Build AI governance into existing assessment programs. The Five Eyes guidance explicitly says agentic AI does not require an entirely new security discipline. Organizations should fold agent security into the frameworks they already use. NIST AI RMF provides the structure. CIS benchmarks provide the M365-specific controls. The AI governance assessment is the connective layer that maps agent risk to existing policy and identifies gaps.

The Signal, Clearly Stated

Five governments, including the agencies responsible for signals intelligence and cybersecurity across the English-speaking world, jointly published guidance on securing agentic AI. The same week, Microsoft disclosed that prompt injection in two widely used agent frameworks leads to remote code execution. A structural flaw in the protocol that connects AI agents to external tools puts 200,000 servers at risk. Three critical vulnerabilities in Microsoft 365 Copilot were patched server-side.

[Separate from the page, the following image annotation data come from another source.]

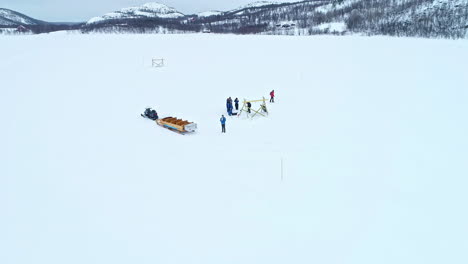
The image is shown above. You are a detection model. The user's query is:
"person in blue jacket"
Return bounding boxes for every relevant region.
[219,115,226,133]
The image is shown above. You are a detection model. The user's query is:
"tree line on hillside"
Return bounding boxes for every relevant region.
[6,0,468,38]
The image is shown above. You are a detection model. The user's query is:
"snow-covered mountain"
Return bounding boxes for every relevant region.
[0,8,46,27]
[87,3,184,24]
[197,10,224,17]
[229,1,281,12]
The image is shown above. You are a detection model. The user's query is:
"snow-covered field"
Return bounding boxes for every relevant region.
[0,33,468,264]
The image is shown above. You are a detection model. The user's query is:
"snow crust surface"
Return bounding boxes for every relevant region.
[0,33,468,264]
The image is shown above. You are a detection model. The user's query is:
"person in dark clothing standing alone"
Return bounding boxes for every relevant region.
[219,115,226,133]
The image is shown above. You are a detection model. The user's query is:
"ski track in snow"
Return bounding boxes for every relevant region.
[0,33,468,264]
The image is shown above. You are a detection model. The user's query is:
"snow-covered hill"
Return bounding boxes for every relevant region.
[87,3,184,24]
[0,8,45,27]
[197,10,224,17]
[0,33,468,264]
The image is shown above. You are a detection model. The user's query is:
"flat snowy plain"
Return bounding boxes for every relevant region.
[0,33,468,264]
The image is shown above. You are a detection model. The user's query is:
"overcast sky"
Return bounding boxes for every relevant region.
[0,0,298,22]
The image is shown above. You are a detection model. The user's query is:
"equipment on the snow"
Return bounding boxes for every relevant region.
[237,97,268,117]
[141,107,159,120]
[156,117,197,134]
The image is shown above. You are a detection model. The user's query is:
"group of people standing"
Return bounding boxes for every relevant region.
[219,90,275,133]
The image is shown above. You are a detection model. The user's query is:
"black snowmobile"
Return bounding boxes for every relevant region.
[141,108,159,120]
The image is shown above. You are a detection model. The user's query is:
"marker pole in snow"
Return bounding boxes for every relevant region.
[281,157,283,181]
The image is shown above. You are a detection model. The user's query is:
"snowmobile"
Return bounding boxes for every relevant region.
[141,108,159,120]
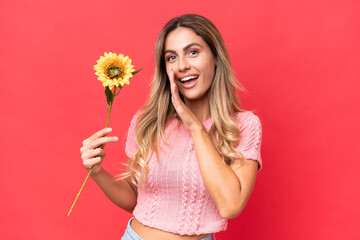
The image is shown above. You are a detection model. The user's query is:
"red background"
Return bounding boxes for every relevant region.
[0,0,360,240]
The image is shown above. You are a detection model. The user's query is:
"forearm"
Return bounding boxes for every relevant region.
[191,125,242,218]
[91,168,137,213]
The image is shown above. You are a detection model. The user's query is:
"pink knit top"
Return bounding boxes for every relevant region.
[125,112,262,235]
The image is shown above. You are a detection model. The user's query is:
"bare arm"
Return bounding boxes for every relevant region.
[80,128,137,213]
[92,168,137,213]
[169,70,258,218]
[191,125,258,218]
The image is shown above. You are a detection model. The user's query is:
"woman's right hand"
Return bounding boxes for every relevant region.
[80,128,118,177]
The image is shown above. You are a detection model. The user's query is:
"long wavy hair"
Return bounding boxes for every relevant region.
[120,14,244,186]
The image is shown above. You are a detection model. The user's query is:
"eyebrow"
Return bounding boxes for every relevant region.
[164,43,203,55]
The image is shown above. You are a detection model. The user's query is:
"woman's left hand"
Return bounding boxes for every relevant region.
[169,69,202,131]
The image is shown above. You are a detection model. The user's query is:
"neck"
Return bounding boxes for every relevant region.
[185,94,211,122]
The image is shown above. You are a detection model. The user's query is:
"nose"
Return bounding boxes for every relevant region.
[178,57,190,72]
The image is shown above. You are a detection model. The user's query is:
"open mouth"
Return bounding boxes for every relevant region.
[180,75,199,88]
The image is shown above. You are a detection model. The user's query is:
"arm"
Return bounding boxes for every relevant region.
[80,128,137,213]
[169,70,258,218]
[191,124,258,218]
[91,168,137,213]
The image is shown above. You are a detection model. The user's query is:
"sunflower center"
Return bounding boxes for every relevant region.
[105,63,124,79]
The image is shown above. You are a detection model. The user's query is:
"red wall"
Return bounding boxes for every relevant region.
[0,0,360,240]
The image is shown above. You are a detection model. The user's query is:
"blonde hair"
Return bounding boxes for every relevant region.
[120,14,244,186]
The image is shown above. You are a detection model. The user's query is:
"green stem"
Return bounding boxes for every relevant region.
[68,87,116,216]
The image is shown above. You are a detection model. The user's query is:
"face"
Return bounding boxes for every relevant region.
[164,27,216,104]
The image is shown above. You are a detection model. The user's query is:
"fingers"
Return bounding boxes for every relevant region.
[80,128,118,169]
[169,69,183,111]
[83,128,112,145]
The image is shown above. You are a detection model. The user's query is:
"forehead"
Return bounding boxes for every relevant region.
[164,27,207,50]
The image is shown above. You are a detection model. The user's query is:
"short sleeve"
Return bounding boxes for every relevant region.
[125,115,138,158]
[236,111,262,171]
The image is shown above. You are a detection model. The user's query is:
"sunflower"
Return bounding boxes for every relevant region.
[94,52,135,90]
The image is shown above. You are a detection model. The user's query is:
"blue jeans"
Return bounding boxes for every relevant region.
[121,218,215,240]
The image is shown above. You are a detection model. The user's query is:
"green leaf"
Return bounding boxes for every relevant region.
[105,87,114,105]
[131,68,144,76]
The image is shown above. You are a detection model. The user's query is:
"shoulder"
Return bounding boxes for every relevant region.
[235,111,261,130]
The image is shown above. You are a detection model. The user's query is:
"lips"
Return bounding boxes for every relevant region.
[179,75,199,88]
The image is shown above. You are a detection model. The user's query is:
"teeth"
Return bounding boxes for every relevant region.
[180,76,197,82]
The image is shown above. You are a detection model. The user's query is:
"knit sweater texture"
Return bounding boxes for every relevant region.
[125,111,262,235]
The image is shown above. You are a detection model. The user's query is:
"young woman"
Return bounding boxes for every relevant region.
[80,14,261,240]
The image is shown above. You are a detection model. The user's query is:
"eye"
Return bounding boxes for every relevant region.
[166,55,176,62]
[188,50,199,56]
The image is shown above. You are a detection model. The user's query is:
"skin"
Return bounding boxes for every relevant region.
[80,27,258,240]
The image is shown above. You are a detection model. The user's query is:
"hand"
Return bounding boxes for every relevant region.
[80,128,118,176]
[169,69,202,131]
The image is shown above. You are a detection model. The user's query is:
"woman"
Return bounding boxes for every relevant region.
[81,14,261,240]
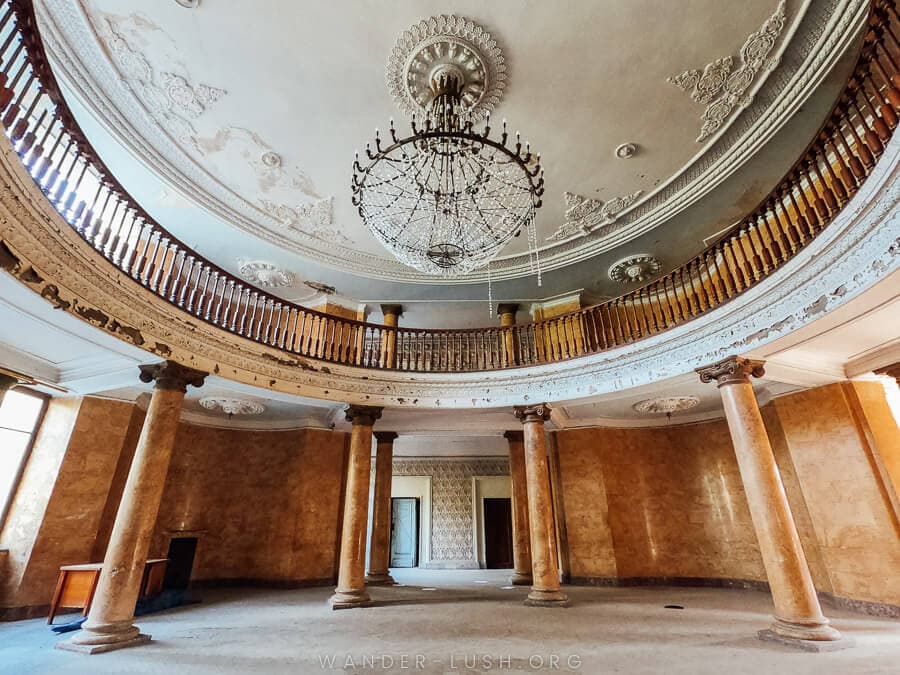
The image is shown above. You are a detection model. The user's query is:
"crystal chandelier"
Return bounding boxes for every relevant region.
[352,17,544,277]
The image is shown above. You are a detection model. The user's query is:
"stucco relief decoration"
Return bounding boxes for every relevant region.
[607,253,662,284]
[103,17,226,150]
[238,260,296,288]
[547,190,644,241]
[198,396,266,417]
[631,396,700,415]
[260,197,353,244]
[668,0,787,143]
[386,14,507,122]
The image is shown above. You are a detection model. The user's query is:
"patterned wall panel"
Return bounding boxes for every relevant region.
[394,457,509,567]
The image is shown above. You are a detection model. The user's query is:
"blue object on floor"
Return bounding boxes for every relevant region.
[50,616,87,633]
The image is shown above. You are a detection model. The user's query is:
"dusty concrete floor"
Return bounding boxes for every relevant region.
[0,570,900,675]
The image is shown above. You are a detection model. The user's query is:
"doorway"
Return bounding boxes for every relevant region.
[163,537,197,591]
[483,497,513,569]
[391,497,419,567]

The Darktrace survey of 1,540 security leaders found 92% are concerned about AI agents in their environments. Nearly half feel unprepared to defend against the attacks these systems introduce.

The organizations deploying agentic AI need assessment work done before they expand scope. The organizations that have not started deploying need to understand the governance requirements before they do. Both conversations start with the same question: what agents are running in this environment, what can they access, and who is watching them?

That is an assessment engagement. The frameworks exist. The threat evidence is public and specific. The work is straightforward for teams that already deliver security assessments against NIST and CIS benchmarks.

The Five Eyes governments just told your clients to do it.